El violento ultraje a la estatua de Felipe III en la Plaza Mayor durante la proclamación de la II República

La escultura ecuestre, ubicada en el histórico enclave desde 1848, es una obra original del siglo XVII

La estatua de Felipe III, destruida en el suelo, el 14 de abril de 1031

La estatua de Felipe III, destruida en el suelo, el 14 de abril de 1031 – ABC

La estatua ecuestre de Felipe III es uno de los atractivos de la Plaza Mayor. Ubicada en el centro del histórico enclave desde 1848, su nacimiento es coetáneo al de la plaza. Ambos son originales del siglo XVII, aunque sus caminos no se cruzaron hasta que la reina Isabel II ordenó su traslado. Sea como fuere, individualmente o como conjunto, cada una guarda una crónica propia. En el caso de la escultura, su historia tiene que ver con su vínculo con la monarquía.

La figura del monarca, sirva como introducción, es obra de Juan de Bolonia y Pietro Tacca, comenzada por el primero y culminada por su discípulo, como regalo a Felipe III. Inicialmente se situó en la Casa de Campo, pero la reina dispuso su reubicación en la fecha indicada. De hecho, una placa rememora este mandato en la base de la estatua: «La reina doña Isabel II, a solicitud del Ayuntamiento de Madrid, mandó colocar en este sitio la estatua del señor rey don Felipe III, hijo de esta villa, que restituyó a ella la corte en 1606, y en 1619 hizo construir esta plaza Mayor. Año de 1848».

La estatua de Felipe III, con su apariencia actual, en la Plaza Mayor

La estatua de Felipe III, con su apariencia actual, en la Plaza Mayor– JOSÉ RAMÓN LADRA

Pero más allá de la historia sobre su concepción, también cuenta con polémicos episodios que pudieron acabar con ella. Estos remiten fundamentalmente a las proclamaciones de la I y la II República. En el primer caso, no obstante, solo fue una advertencia. A su inicio, en febrero 1873, la escultura fue retirada por temor a posibles represalias populares; en la segunda, en abril de 1931, no hubo tiempo para esconderla. Lo que décadas atrás quedó en una mera hipótesis, casi anecdótica, esta vez fue mucho más lejos.

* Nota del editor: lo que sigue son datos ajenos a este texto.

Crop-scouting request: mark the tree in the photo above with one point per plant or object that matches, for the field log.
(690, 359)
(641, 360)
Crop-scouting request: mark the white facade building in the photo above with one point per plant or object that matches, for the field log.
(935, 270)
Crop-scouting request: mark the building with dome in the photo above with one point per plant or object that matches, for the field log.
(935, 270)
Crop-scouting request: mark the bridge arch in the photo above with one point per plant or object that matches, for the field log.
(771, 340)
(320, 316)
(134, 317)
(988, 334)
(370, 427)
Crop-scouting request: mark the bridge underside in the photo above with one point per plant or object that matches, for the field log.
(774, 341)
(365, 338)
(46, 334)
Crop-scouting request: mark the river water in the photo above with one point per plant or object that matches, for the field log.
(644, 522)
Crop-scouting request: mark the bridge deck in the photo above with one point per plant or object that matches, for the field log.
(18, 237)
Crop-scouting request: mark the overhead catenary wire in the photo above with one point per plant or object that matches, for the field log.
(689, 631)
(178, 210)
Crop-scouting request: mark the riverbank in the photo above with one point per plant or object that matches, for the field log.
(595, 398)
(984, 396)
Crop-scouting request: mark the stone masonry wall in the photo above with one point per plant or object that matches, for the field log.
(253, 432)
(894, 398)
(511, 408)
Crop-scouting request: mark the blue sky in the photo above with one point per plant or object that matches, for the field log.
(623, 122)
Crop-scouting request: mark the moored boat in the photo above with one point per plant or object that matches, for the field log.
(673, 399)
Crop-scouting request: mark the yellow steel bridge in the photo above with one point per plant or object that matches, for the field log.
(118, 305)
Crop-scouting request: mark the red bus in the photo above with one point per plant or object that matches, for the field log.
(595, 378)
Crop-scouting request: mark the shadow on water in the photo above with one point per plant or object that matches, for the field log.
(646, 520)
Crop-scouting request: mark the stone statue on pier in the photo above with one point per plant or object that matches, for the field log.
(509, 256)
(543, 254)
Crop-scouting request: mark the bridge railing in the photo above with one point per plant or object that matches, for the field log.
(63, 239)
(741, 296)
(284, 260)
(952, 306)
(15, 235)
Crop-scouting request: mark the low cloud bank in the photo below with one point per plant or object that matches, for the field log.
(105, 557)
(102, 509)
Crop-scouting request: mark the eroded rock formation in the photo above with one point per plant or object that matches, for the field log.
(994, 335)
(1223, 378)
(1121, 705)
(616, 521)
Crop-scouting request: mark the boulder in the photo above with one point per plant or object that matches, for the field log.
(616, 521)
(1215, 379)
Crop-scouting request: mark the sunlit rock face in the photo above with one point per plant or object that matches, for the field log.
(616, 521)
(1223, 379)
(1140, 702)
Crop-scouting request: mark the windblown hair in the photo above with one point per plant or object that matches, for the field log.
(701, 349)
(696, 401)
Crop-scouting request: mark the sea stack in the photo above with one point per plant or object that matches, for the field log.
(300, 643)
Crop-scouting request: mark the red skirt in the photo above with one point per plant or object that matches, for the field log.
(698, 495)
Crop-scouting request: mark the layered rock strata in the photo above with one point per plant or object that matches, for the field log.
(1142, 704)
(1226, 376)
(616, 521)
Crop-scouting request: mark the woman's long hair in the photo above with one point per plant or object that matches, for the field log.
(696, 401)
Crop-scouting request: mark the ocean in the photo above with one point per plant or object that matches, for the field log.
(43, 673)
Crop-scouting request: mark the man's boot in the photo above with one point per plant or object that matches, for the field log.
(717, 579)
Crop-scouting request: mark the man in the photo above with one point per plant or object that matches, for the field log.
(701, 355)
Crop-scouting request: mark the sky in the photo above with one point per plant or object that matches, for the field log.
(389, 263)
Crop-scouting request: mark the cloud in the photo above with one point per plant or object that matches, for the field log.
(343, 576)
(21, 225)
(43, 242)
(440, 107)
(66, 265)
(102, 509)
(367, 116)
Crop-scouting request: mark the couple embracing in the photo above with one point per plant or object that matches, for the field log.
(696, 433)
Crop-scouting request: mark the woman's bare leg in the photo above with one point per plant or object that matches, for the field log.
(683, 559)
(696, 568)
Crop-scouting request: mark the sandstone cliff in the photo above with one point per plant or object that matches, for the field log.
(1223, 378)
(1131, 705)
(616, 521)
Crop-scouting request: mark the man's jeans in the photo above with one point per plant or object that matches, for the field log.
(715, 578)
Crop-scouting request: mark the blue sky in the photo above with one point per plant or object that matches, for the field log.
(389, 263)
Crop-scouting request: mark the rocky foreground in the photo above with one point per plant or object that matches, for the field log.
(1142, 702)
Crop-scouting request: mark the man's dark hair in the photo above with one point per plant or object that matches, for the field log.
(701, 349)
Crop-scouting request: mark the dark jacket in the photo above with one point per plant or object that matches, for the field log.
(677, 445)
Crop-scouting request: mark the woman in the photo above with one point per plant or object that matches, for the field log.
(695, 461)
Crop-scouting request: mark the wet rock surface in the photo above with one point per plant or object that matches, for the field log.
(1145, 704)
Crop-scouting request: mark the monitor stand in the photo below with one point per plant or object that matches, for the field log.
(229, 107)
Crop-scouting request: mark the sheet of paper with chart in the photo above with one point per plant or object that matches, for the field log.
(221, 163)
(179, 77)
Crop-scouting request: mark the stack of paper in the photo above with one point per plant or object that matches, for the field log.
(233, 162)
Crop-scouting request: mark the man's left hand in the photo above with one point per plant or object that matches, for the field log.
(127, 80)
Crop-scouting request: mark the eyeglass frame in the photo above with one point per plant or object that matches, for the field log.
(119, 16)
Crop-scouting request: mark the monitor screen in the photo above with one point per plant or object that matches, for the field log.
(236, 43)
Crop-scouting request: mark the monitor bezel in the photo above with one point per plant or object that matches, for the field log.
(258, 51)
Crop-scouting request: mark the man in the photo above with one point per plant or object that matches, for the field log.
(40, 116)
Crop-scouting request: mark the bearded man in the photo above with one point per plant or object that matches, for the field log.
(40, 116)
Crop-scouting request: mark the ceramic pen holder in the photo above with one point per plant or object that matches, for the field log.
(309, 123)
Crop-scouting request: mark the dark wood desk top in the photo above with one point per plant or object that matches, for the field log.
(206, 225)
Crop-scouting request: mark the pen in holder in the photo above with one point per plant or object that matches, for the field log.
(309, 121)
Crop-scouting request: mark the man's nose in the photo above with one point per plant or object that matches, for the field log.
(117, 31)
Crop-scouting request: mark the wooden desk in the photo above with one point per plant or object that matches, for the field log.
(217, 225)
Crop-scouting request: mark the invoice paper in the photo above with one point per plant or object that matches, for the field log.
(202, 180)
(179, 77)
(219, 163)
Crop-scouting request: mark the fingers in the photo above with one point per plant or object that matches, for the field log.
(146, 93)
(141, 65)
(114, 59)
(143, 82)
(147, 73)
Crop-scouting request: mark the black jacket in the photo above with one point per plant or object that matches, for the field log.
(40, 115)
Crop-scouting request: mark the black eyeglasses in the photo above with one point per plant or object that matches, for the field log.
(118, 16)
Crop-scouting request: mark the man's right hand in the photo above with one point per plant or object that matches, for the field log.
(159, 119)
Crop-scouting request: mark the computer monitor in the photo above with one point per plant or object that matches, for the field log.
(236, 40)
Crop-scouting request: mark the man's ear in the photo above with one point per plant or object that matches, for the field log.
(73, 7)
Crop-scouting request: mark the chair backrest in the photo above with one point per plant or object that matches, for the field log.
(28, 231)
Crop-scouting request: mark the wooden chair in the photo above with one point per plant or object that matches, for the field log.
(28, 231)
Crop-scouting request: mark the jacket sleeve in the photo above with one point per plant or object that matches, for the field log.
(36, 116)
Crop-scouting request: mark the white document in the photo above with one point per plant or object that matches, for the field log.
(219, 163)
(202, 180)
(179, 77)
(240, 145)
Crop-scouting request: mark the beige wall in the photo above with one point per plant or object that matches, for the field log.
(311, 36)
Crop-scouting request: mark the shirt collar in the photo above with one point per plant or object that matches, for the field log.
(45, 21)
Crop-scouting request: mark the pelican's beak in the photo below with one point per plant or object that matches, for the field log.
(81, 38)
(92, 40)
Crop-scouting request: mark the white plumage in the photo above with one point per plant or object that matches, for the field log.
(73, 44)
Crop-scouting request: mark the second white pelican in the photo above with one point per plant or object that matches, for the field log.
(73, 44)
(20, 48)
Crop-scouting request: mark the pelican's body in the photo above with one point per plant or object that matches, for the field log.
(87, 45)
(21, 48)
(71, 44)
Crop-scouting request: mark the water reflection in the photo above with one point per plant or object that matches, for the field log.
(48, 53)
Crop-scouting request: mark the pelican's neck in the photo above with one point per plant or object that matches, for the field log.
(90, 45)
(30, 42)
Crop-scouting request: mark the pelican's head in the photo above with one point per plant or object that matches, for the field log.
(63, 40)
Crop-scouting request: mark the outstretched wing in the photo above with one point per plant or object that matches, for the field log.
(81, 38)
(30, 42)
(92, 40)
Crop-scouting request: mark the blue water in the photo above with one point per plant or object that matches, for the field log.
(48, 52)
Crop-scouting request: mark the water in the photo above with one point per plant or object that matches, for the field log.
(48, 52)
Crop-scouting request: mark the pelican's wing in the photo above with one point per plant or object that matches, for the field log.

Una vez se proclamó la II República, algunos exaltados llevaron las celebraciones al extremo. El vandalismo fue tal que la estatua de Felipe III fue reventada con un artefacto explosivo. La caída de la Corona debía ser también en un sentido metafórico. Así, se introdujo un objeto por la boca del caballo, que estaba abierta, y la escultura saltó por los aires. La figura se despegó de su pedestal, con el jinete fuera de lugar, el animal decapitado y la historia de siglos ultrajada. El violento atentado alumbró, sin quererlo, una curiosidad sobre esta escultura. Al abrirse, se encontraron numerosos huesecillos en el interior del caballo. Como es evidente, el equino metálico no se había comido nada, sino que muchos pajarillos habían entrado por la abertura y, una vez dentro, no supieron salir. Tras este triste pasaje la escultura fue rehabilitada y reubicada. La boca del caballo, por cierto, quedó sellada.